New leaves of the tree: percolation analysis for cosmic web with discrete points

TL;DR

This paper introduces a novel percolation analysis method based on discrete galaxy points, utilizing the S-bb relation and PCCET model, to better understand cosmic web connectivity and higher-order correlations.

Contribution

It proposes the S-bb relation and PCCET model for analyzing cosmic web connectivity directly from discrete points, overcoming limitations of density field smoothing.

Findings

S-bb relation is robust against redshift distortion and incompleteness.

Mock galaxy catalogues match two-point correlations but not higher-order correlations.

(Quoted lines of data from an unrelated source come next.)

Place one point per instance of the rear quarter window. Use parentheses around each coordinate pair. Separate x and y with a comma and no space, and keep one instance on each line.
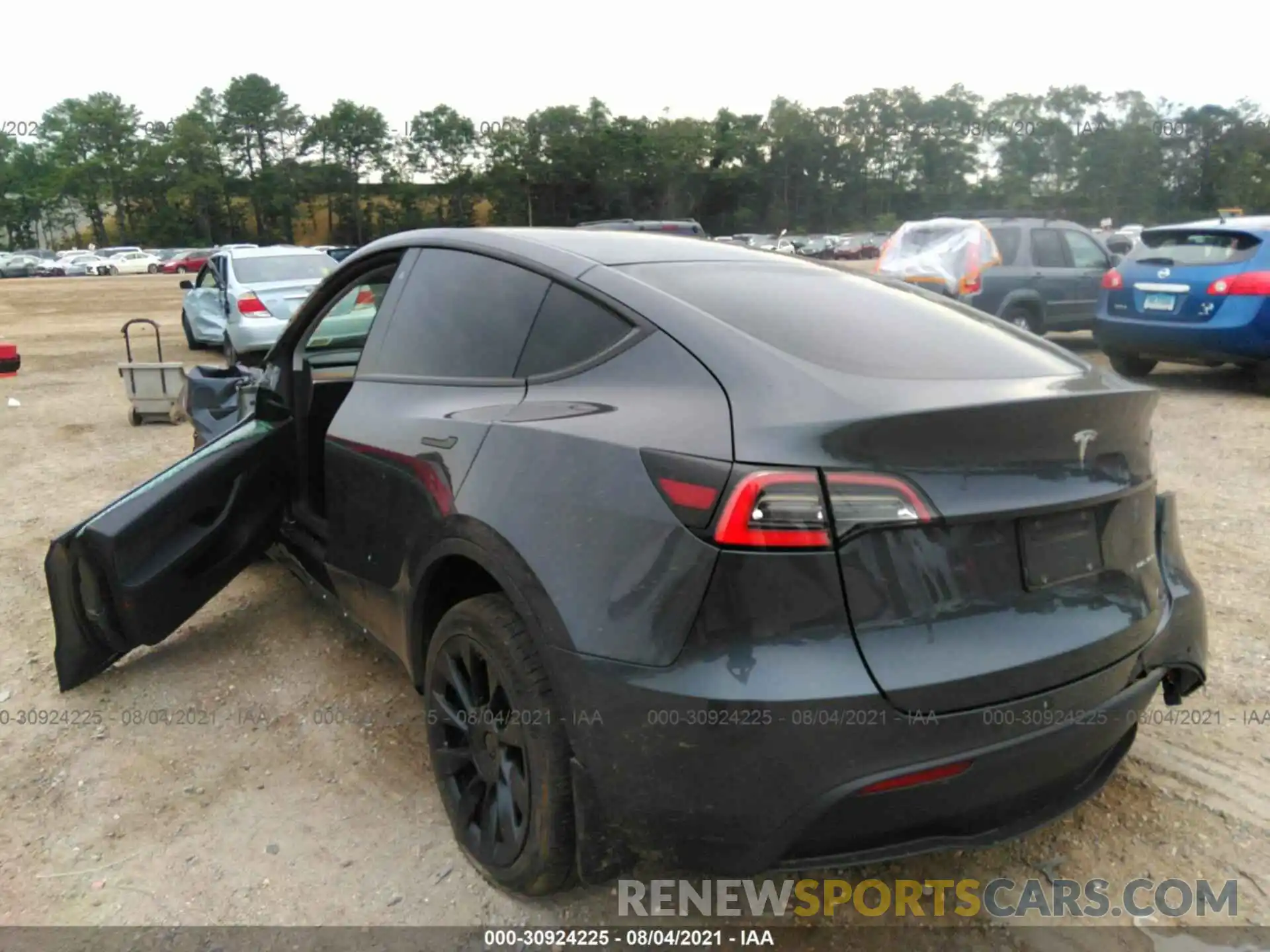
(854,323)
(1184,247)
(570,331)
(1007,243)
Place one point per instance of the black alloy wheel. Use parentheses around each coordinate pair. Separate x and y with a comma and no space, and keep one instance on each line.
(479,749)
(498,746)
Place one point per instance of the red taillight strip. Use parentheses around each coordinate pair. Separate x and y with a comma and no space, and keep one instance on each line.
(687,494)
(1253,284)
(916,778)
(252,306)
(734,527)
(872,479)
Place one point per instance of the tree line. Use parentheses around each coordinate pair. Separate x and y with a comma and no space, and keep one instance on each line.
(248,164)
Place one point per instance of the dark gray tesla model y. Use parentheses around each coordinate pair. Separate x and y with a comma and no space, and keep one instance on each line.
(733,557)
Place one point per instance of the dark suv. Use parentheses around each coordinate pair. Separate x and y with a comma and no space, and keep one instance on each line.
(1049,276)
(720,557)
(679,226)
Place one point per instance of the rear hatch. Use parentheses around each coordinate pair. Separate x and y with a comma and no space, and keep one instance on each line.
(1171,273)
(284,298)
(991,495)
(282,281)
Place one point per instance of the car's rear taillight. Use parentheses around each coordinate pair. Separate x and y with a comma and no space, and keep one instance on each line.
(691,485)
(861,499)
(775,509)
(1250,284)
(252,306)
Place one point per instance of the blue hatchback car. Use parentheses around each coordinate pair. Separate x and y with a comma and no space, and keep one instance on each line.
(1191,294)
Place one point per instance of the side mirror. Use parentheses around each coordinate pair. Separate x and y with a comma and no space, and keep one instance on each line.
(267,404)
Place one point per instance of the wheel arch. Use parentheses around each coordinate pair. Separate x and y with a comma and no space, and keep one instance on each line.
(470,561)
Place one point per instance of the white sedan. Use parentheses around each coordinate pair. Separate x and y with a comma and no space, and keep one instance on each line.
(134,263)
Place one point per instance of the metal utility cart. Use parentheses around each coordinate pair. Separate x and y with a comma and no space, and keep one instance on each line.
(153,389)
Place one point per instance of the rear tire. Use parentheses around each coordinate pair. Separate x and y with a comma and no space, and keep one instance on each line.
(484,669)
(190,340)
(1023,317)
(1132,365)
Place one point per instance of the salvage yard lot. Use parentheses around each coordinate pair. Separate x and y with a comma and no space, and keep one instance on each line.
(299,793)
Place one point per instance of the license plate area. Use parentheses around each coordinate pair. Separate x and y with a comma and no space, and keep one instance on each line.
(1060,547)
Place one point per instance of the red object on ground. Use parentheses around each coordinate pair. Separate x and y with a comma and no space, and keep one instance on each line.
(9,361)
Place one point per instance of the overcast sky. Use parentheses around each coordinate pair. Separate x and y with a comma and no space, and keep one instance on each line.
(493,60)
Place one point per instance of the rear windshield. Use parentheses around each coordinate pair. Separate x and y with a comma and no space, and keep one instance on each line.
(854,323)
(261,270)
(1183,247)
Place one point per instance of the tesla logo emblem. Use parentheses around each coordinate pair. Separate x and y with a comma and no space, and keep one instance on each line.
(1082,440)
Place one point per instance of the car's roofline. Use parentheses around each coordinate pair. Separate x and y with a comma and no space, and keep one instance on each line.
(562,249)
(271,252)
(1245,223)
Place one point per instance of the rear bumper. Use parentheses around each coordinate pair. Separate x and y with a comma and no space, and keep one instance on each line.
(756,758)
(1235,334)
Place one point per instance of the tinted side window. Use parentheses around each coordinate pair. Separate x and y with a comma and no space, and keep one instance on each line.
(461,315)
(570,329)
(1007,243)
(1048,249)
(1085,252)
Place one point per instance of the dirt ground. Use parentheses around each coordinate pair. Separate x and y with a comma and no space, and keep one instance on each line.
(308,801)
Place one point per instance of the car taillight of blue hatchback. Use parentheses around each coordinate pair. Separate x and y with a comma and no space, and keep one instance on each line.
(1191,294)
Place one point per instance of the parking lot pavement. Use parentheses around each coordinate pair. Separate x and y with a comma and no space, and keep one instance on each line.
(267,764)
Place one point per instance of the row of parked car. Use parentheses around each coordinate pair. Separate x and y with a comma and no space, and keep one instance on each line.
(829,248)
(125,259)
(1194,292)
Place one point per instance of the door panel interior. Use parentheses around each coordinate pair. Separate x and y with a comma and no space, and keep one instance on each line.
(135,571)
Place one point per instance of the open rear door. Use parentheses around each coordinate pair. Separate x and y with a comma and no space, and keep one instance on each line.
(132,573)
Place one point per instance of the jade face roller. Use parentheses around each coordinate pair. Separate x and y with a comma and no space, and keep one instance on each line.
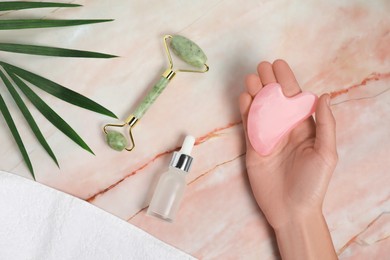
(187,51)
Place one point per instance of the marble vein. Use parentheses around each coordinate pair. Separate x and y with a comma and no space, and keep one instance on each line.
(355,237)
(199,140)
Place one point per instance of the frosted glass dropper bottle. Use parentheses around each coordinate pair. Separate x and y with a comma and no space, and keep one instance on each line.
(171,186)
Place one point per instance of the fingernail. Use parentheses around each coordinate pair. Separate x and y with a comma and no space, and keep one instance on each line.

S-bb relation reveals limitations of HAM in capturing higher-order correlations.

Abstract

Percolation analysis has long been used to quantify the connectivity of the cosmic web. Most of the previous work is based on density fields on grids. By smoothing into fields, we lose information about galaxy properties like shape or luminosity. Lack of mathematical model also limits our understanding of percolation analysis. In order to overcome these difficulties, we have studied percolation analysis based on discrete points. Using a Friends-of-Friends (FoF) algorithm, we generate the S-bb relation, between the fractional mass of the largest connected group (S) and the FoF linking length (bb). We propose a new model, the Probability Cloud Cluster Expansion Theory (PCCET) to relate the S-bb relation with correlation functions. We show that the S-bb relation reflects a combination of all orders of correlation functions. Using N-body simulation, we find that the S-bb relation is robust against redshift distortion and incompleteness in observation. From the Bolshoi simulation, with Halo Abundance Matching (HAM), we have generated a mock galaxy catalogue. Good matching of the projected two-point correlation function with observation is confirmed. However, comparing the mock catalogue with the latest galaxy catalogue from SDSS DR12, we have found significant differences in their S-bb relations. This indicates that the mock galaxy catalogue cannot accurately retain higher order correlation functions than the two-point correlation function, which reveals the limit of HAM method. As a new measurement, S-bb relation is applicable to a wide range of data types, fast to compute, robust against redshift distortion and incompleteness, and it contains information of all orders of correlation function.